Ask some Elkridge residents who Abner Gouldin is and they may not know.

But mention a jolly red elf on Christmas Eve who has ridden a fire truck for the past 19 years giving out candy canes to youngsters. Or the emergency medical technician who has provided life-saving IV fluids to scores of injured people. Or the man who organized a benefit in 1983 to raise more than $4,000 for a child with cerebral palsy. Then there will be recognition.

Last week, the Maryland Jaycees recognized the 63-year-old as Howard County's outstanding senior citizen of the year and one of 10 outstanding seniors in Maryland for his years of volunteer work.

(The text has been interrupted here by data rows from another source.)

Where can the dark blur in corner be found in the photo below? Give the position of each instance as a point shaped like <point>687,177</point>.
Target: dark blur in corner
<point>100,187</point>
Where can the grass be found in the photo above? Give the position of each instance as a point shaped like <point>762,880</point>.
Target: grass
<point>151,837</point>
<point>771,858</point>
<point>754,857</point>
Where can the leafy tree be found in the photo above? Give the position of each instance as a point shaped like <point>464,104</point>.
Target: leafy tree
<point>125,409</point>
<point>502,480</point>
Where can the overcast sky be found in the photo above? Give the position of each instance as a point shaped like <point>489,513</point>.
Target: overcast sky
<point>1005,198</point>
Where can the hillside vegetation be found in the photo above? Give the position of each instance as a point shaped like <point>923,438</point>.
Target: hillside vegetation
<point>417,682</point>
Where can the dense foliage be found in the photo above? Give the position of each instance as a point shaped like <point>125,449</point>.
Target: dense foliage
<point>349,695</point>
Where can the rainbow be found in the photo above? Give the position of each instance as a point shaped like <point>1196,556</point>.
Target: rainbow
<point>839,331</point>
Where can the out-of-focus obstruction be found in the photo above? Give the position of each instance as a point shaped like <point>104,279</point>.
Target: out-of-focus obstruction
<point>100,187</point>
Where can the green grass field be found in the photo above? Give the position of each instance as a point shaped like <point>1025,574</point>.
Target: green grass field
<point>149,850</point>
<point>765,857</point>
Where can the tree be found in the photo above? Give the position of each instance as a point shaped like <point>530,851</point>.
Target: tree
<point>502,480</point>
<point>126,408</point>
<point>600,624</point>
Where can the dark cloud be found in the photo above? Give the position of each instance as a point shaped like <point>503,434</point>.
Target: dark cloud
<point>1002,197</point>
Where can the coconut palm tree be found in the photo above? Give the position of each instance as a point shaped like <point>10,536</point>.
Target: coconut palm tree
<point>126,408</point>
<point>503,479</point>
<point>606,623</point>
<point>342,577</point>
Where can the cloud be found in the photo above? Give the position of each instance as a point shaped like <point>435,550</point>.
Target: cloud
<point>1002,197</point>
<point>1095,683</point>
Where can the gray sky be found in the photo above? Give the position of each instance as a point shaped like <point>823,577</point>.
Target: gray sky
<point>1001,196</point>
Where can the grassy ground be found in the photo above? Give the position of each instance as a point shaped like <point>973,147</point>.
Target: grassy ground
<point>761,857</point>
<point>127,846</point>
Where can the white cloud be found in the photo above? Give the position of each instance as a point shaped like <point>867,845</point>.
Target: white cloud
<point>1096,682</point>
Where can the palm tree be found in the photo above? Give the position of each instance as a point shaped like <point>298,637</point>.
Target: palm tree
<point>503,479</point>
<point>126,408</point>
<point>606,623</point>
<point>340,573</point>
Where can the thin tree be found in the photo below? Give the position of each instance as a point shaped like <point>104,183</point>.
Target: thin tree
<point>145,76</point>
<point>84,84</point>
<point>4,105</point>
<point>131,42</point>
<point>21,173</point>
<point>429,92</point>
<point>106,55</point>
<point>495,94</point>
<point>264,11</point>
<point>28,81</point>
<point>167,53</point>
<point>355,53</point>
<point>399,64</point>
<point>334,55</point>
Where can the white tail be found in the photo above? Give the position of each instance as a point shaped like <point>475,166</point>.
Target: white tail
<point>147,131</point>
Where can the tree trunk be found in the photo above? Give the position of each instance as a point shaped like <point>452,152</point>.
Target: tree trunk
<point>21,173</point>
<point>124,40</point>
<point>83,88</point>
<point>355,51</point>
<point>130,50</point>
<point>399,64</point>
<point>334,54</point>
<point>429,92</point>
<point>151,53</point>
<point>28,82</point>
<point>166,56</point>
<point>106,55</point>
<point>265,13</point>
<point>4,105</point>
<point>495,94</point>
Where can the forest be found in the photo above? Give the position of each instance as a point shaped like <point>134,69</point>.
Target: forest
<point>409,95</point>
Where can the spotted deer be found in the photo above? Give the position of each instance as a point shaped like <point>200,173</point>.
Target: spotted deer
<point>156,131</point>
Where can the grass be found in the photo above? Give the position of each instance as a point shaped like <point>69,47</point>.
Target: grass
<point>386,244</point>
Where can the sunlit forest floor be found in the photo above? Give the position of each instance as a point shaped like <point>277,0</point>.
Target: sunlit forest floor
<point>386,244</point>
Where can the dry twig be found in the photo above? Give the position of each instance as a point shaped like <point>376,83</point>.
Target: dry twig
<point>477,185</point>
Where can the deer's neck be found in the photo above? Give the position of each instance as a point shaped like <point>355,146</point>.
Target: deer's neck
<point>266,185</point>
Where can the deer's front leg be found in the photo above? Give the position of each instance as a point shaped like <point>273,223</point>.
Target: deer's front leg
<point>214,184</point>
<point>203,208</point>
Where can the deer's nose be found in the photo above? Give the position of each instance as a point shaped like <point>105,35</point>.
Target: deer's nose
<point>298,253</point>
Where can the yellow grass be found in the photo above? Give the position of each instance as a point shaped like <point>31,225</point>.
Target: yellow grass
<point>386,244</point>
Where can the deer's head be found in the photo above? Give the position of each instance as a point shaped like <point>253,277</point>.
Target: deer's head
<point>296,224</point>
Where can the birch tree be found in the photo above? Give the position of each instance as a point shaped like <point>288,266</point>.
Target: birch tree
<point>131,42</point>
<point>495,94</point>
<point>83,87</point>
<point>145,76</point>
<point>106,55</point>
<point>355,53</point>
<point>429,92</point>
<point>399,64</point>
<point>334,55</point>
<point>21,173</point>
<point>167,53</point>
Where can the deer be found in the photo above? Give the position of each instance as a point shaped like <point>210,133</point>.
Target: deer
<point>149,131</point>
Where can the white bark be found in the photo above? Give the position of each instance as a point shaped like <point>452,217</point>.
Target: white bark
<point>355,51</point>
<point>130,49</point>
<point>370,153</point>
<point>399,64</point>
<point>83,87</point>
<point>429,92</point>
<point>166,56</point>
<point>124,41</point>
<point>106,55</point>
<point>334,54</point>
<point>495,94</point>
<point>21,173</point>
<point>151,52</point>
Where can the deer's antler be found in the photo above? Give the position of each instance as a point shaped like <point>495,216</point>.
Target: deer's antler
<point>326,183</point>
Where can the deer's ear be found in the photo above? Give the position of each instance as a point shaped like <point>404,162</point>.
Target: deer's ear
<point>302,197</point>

He has spent 23 years with the Elkridge Volunteer Fire Department and has volunteered his help for a multitude of other activities as well.

"We look for somebody who is well-rounded in community service," said Debbie Metzler, co-chair of the Outstanding Senior project for the Elkridge Area Jaycees. "Some people may be involved in one thing; the ultimate honoree is someone who has served in several areas of the community," she said.

The honor arrived as Mr. Gouldin departs Elkridge.

Earlier this year, he relinquished his volunteer duties and this month moves to Ocean City with his wife, Peggy.

"Since I retired, I didn't realize how many hours I was away from home. It was about 20 hours a week, at least," Mr. Gouldin said. He describes his volunteer work as a "family effort," where his wife, eight children and even his employer allowed him to adjust his schedule.

His years spent "riding the ambulance" include stints as first aid assistant, emergency medical technician, intravenous technician and cardiac rescue technician.

Each involves hours of training, certification and re-certification.

Through the years, he estimates, he made approximately 1,800 emergency calls.

He said he has never been the type to join a group just to be a member.

"I'm not a card-carrying type of person," he said. "If I can't be involved, I don't join."

At the beginning, he worked at the fire department on Wednesdays, Saturdays and Sundays, he recalled. Then for 20 years he worked one 11-hour shift on Saturday nights. And he sometimes volunteered for extra hours in-between.

Raymond Faith, battalion chief of the Howard County Department of Fire and Rescue, was a former chief at the Elkridge Fire Department in 1962. "Abner gave 200 percent . . . the nights that he was scheduled to work, you were guaranteed that he would be there; he was as faithful as clockwork," Chief Faith said.

In addition, Chief Faith said that Mr. Gouldin provided "balance" in the department and could approach problems from a practical side.

"That's important, especially in a volunteer fire department where one person leans to the left and another to the right; Abner will be really missed," he said.

All the volunteer work left little time with his family on weekends. And on at least one occasion -- while he was pumping water from neighbors' basements during Hurricane Agnes -- his family was waiting anxiously for him to come home.

"While he was out helping others, our front lawn was filled with water and we had no electricity for two days," laughed Mrs. Gouldin, 62. "We fixed our meals in the fireplace."

Besides playing Santa and volunteering as an emergency medical technician, he served as an ambulance captain, vice president and treasurer of the board of directors for the Elkridge Volunteer Fire Department, a member of the Howard County Fire Board, and an assistant Boy Scout leader.

Mr. Gouldin has also chaired the Awards Banquet Committee -- which has recognized members of the fire department for 15 years.

He collaborated on a history book about the department and organized mock disaster drills during the '70s to prepare the community for emergencies.

Looking back, Mr. Gouldin says the efforts have given him enormous satisfaction. "I have to get involved because I care," he said simply.

He says he looks forward to a slower pace in his new life, where he can indulge himself leisurely in the morning with "a cup of tea, bagels or a muffin."

Still, when asked about future volunteer work, he replied without hesitation.

"Maybe I'll help with Meals on Wheels; I'll see what's available and see who needs help."